L’espace que nous avons inauguré avec les nuits de la philosophie ne se plie pas à la simplification de l’espace médiatique. On donne aux participants, l’occasion de se confronter à une parole un peu plus compliquée, un peu plus lente comme on l’a dit, et un peu plus nuancée.
Je fais partie de cette génération qui demande à maintenir une posture critique devant toutes les dérives et toutes les illusions de la raison politique.
Ceux qui sont un peu plus jeunes viennent, je crois, pour ça : une parole circonspecte, une parole attentive à tout ce qui guette et détruit notre espace politique et notre vie en commun dans cette société israélienne. Et je crois que la nuit s’y prête particulièrement bien…
Beaucoup de femmes sont invitées. Quel regard singulier peuvent-elles poser sur certaines thématiques essentielles qui marquent nos sociétés contemporaines ?
Seront présentes Delphine Horvilleur et Catherine Chalier pour la pensée juive et pour le monde juif de manière plus spécifique. Corinne Peluchon, Fabienne Brugere et Sandra Laugier adresserons des questions moins directement travaillées par la pensée juive, question juridiques et politiques au sens le plus fort du terme.
Ce sont des femmes connues et reconnues aujourd’hui partout, dans nos universités et ailleurs. Elles ont beaucoup écrit, beaucoup publié, et sont beaucoup engagés dans la vie politique et sociétale. Le monde de la philosophie a beaucoup changé depuis l’époque où on pouvait nommer seulement une, deux ou trois philosophes.
Aujourd’hui, il y a beaucoup de femmes dans ce domaine, et donc leur présence est désormais un fait accompli – et bien heureusement. Elles portent un regard critique au meilleur sens du terme dans cette société qui supporte mal la critique.
En effet la critique est désormais associée au négatif. Mais la philosophie, voit dans la critique le lieu d’un véritable engagement.
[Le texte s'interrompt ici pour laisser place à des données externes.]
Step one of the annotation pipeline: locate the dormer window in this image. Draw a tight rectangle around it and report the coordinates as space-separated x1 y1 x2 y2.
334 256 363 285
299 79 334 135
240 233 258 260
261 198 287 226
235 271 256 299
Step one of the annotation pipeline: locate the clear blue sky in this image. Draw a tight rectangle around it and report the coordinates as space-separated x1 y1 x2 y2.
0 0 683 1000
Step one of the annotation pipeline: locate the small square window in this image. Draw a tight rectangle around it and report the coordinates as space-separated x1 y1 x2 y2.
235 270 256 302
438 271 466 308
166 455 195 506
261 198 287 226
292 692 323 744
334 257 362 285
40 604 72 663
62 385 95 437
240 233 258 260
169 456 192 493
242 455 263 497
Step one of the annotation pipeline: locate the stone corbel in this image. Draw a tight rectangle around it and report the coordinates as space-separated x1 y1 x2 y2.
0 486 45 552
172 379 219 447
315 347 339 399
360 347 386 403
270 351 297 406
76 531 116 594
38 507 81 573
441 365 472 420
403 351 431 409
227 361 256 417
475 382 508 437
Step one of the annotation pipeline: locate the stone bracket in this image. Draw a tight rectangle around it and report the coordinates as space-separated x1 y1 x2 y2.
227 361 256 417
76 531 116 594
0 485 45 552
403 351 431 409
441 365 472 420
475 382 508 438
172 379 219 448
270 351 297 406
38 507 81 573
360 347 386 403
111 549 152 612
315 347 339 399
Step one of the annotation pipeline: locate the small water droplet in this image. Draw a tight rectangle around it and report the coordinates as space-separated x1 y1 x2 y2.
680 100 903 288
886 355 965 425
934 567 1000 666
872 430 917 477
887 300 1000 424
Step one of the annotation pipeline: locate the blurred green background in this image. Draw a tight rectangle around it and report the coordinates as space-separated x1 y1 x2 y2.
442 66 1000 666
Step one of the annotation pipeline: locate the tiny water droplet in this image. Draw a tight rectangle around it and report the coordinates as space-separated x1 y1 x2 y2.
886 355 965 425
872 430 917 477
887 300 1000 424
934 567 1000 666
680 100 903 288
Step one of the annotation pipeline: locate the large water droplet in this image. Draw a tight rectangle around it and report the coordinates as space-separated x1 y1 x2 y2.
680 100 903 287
Les femmes le sont – critique – peut-être en y apportant une bienveillance singulière.
Y-a-t-il des penseurs ou des philosophes israéliens, vivants ou aujourd’hui disparus qui vous ont personnellement marqués durant votre propre parcours de philosophe ?
Il y en a effectivement beaucoup. Tout d’abord ce sont quelques-uns des grands philosophes juifs allemands et européens qui ont fondé les départements de philosophie en Israël : Martin Buber, Gershom Scholem, Hugo Bergmann, Nathan Rotenstreich, et d’autres…
Ces gens-là ont inspiré l’université israélienne. J’ai moi-même j’ai été très marqué par cette tradition et par d’autres plus contemporains. Je nommerais peut-être aujourd’hui Moshe Halbertal et Adi Ofir, que je respecte beaucoup. Une véritable tradition prend forme aujourd’hui en Israël et qui se développe en hébreu !
C’est un événement majeur de notre époque que cette invention de la philosophie en hébreu.
« Les Juifs, les Musulmans et la République » sera l’un des thèmes abordés. Pouvez-vous m’en dire plus sur cette problématique et de quelle manière vous souhaitez l’introduire au cours de cette 3ème Nuit de la Philosophie ?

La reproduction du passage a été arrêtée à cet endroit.